Laurent Gbagbo n’a jamais accepté la disparition de Air Ivoire

En matière des infrastructures et services de transport aérien, le président Laurent Gbagbo s’est toujours préoccupé du fait que la Côte d’Ivoire, en tant que leader de la sous-région, doit avoir une compagnie aérienne digne de ce nom. C’est pour cela qu’il n’a jamais accepté la disparition de la compagnie nationale aérienne, Air Ivoire. D’où la création de la Nouvelle Air Ivoire avec un actionnariat majoritairement ivoirien. La mise en place de l’Autorité nationale de l’Aviation civile (ANAC), en lieu et place de l’Agence nationale de l’Aviation civile, est voulue par le président Laurent Gbagbo, qui est convaincu qu’il faut permettre à cette structure d’être plus autonome pour accomplir convenablement sa mission, dont l’un des challenges est la certification de l’aéroport international Félix Houphouet-Boigny de Port-Bouët d’Abidjan. Cette certification qui, selon le directeur général de l’ANAC, Abonoua Jean, sera une réalité en 2011 permettra à l’aéroport de Port-Bouët d’être desservi directement à partir des Etats-Unis. Cette certification va rassurer davantage les compagnies aériennes internationales. Ce qui évidemment va susciter l’arrivée des touristes d’affaires et de loisirs. C’est à juste titre que le président Laurent Gbagbo a permis le rallongement de la piste de l’aéroport d’Abidjan de 2700 à 3600 mètres en vue d’accueillir les gros porteurs. Ainsi que la rénovation des terminaux passagers pour un coût de 18 milliards FCFA. La promulgation d’un code de l’aviation civile et commerciale en remplacement de la loi nationale de 1963 va permettre de prendre en compte les procédures de mise en œuvre des normes et pratiques recommandées par l’Organisation de l’aviation civile internationale (OACI).

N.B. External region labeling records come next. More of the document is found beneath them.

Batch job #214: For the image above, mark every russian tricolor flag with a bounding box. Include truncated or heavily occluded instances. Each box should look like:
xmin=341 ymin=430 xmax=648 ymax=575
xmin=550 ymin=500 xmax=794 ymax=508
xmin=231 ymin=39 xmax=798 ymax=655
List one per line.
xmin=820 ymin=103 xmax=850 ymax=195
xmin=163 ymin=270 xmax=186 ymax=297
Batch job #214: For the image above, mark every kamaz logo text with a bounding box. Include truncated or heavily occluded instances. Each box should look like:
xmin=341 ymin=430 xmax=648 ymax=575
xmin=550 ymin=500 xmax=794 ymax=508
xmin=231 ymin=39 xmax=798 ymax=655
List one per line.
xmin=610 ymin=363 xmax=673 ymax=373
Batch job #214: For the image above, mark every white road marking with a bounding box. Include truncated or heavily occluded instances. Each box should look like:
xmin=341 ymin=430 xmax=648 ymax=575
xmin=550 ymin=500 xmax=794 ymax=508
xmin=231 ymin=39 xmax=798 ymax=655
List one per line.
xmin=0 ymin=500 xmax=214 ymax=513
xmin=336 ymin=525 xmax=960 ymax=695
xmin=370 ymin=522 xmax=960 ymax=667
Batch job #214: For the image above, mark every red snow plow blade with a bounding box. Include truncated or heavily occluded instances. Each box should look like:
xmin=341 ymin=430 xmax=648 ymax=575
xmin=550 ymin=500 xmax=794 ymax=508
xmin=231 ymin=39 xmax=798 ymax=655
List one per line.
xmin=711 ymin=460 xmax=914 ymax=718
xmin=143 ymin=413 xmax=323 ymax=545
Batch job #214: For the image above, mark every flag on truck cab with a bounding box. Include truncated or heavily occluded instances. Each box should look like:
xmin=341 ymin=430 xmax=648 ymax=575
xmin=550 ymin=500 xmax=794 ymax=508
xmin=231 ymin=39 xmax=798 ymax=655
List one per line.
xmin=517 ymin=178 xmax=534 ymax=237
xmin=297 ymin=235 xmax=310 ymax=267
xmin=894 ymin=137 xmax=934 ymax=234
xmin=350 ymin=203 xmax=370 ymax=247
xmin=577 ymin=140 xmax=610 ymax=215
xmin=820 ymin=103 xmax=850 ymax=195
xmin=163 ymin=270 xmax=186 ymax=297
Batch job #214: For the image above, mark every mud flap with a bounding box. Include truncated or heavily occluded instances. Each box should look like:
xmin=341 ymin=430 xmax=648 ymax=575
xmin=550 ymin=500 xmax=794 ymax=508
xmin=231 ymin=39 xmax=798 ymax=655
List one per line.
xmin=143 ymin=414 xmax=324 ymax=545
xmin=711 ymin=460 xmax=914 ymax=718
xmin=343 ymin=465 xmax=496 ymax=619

Dans le secteur des infrastructures ferroviaires beaucoup reste à faire. Mais, sous la houlette du président Laurent Gbagbo, 8,857 milliards FCFA ont été investis pour la réhabilitation des infrastructures. L’installation de la fibre optique dans le secteur en 2001 a coûté 6,200 milliards FCFA. Pour permettre au secteur de se développer, un Fonds d’investissement ferroviaire (FIF) a été installé en lieu et place du Fonds d’investissement et de renouvellement (FI R) qui avait montré ses limites. Compte tenu de l’importance du secteur dans l’essor du pays, le président Laurent Gbagbo a donné l’ordre pour des études relatives au schéma directeur ferroviaire et le chemin de fer San Pedro-Man avec un coût de 308 millions FCFA. Puisque le président Gbagbo a une vision futuriste en matière d’infrastructures routières et aériennes, ses homologues des Etats de la CEDEAO ne se sont pas trompés en lui confiant la mise en place du Fonds de développement et de financement des secteurs de transport et de l’énergie de la CEDEAO (FODET-CEDEAO). Ce fonds va non seulement servir de garantie pour obtenir des prêts pour développer les secteurs sus-cités, mais aussi contribuer à l’intégration des peuples de l’Afrique de l’ouest. Le président Laurent Gbagbo, qui est convaincu que sa nation doit être un pays émergent dans un futur proche, fait des propositions dans le domaine des infrastructures pour booster son économie.